All Out Mom
Summer was different when my girls were little. I fell into the role of all out mom trying to make up for the mom I wasn't during the school year. So we baked, went to the library, had tea parties, and stacked towers of blocks sky high in their bedroom. Those were sweet days in my memory; it's too bad I didn't see how sweet they were when I had them.
Now, one daughter is working full time with a college degree listed on her transcripts, and the other, still working on that degree, dashes into the house from time to time to 'go shopping' from our kitchen and refrigerator. Sometimes when they come for dinner and we all sit down together to once again be the family we were when they were little, my husband catches me reaching my hand forward to stroke one of their arms. That's when he gives me the look. I see him giving me that look, and I drop my hand. There is a part of me that misses all out mom role that is still inside of me.
Summers where I live are HOT, really hot. We used to spend a lot of time in our pool, me sitting by the side to watch them while they played and choreographed routines with a beguiling, floating whale. I would run inside from time to time to fetch thirst appeasing iced tea for me, or pop-sickles I fashioned from juice and fruit from some Martha Stewart recipe I found to make me feel more mommy. At night is when I would busy myself to quell the loneliness inside.

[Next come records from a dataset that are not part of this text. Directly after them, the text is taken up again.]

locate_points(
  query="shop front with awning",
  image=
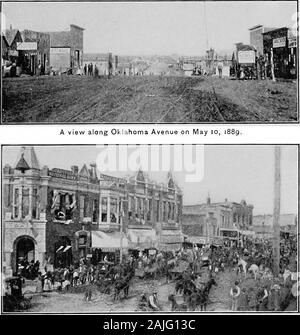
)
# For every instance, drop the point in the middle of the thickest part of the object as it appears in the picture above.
(108, 242)
(171, 240)
(141, 239)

That loneliness was not a regular loneliness. It was not caused from not being with my children and husband. It was a different loneliness; it was a loneliness of unsure mothering. For ten months a year I spent inordinate amounts of time with other people's children, helping them grow and thrive. I would rush home late in the day and gather my own sweet girls around me, only to dash off again the next day. It wasn't easy. I was one of the first generations where women worked, that's what we did. We left our sweet children for other people to care for until we could come dashing home.
The loneliness was dormant during the ten months of the school year, to awaken come summer. I would be so full during the day, doing this and that with students, with my colleagues. I was full in the evening with the love of my sweet girls. The sweet smell of their skin and their hair would follow me into my dreams and with me to school the next day. It was the dash home on the last day of school come summer that caused that loneliness, a moment between moments of fullness, that made me doubt my mothering.
I was lonely inside for the mother I thought I should be, not the mother I was. Now, glancing at my fully grown daughters, and noticing how my youngest tilts her head when she laughs, and how my oldest daughter floats a little when she walks, I know I did good. I was the all out mom.